How can mechanical energy produce electricity?

How can mechanical energy produce electricity?

When electric current flows through a coil of wire, a magnetic field is created around the wire. You will remember that from your experience in making electromagnets: that's why electromagnets work. In this activity the opposite is happening. Instead of producing a magnetic field around a coil of wire by sending an electric current through the wire.

Materials needed.

• Galvanometer
• Galvanometer coil without needle
• Strong magnet

Procedure

1. Securely attach the wires from one coil to another.

2. Hold the coil without the needle in one hand and with the other hand move the strong magnet back and forth through the centre of coil or around the coil.

3. Observe the needle on the galvanometer. Can you see a relationship in what is happening?

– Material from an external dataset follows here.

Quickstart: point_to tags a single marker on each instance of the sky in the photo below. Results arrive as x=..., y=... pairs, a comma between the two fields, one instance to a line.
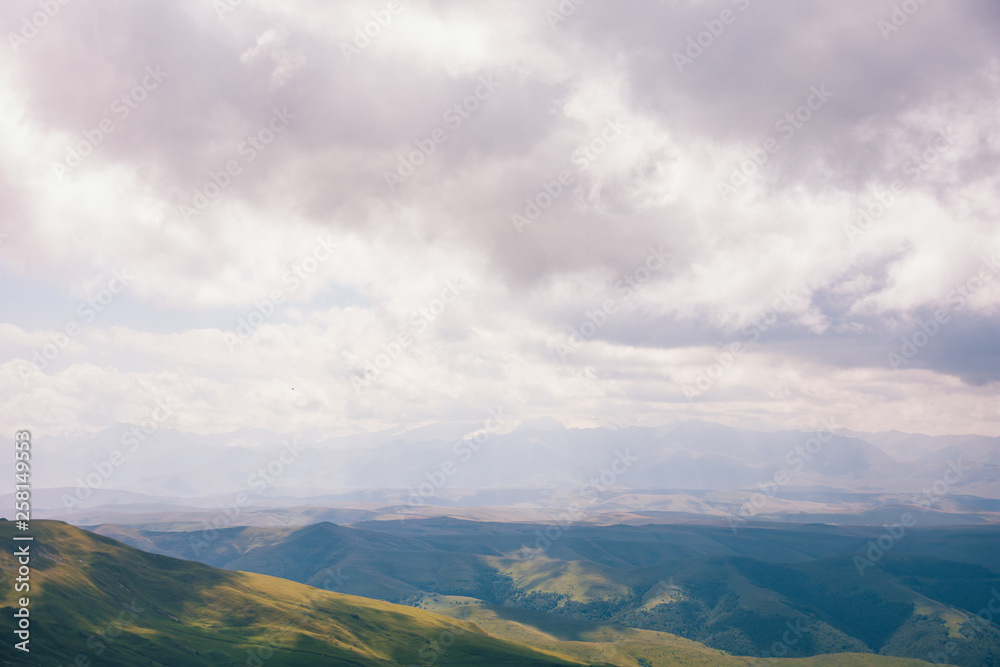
x=358, y=215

4. Think of some words to describe the behavior of the needle. Discuss this with your teacher and other students.

can you use the idea from this activity to design a generator? Figure out a way that you can spin a magnet within a coil of wire; spin a coil of wire within a magnetic field. Try to design your generator with more turns one coil or more than one magnet.

How it works? Scientific reason.

When electric current flows through a coil of wire, a magnetic field is created around the wire. You will remember that from your experience in making electromagnets: that's why electromagnets work. In this activity the opposite is happening. Instead of producing a magnetic field around a coil of wire by sending an electric current through the wire, we are causing electrons to flow by moving a coil of wire within a magnetic field. Because of this phenomenon, the generator, which turns coils of wire through a magnetic field, has made electricity relatively inexpensive and plentiful.

Observe the needle closely as the magnet goes through the coil and you will notice that it reverses the direction in which it is pointing each time the magnet moves back and forth. This shows that as the magnetic field moves back and forth, the electrons move back and forth or alternate their direction within the wire. Electricity produced in this manner is called alternating current.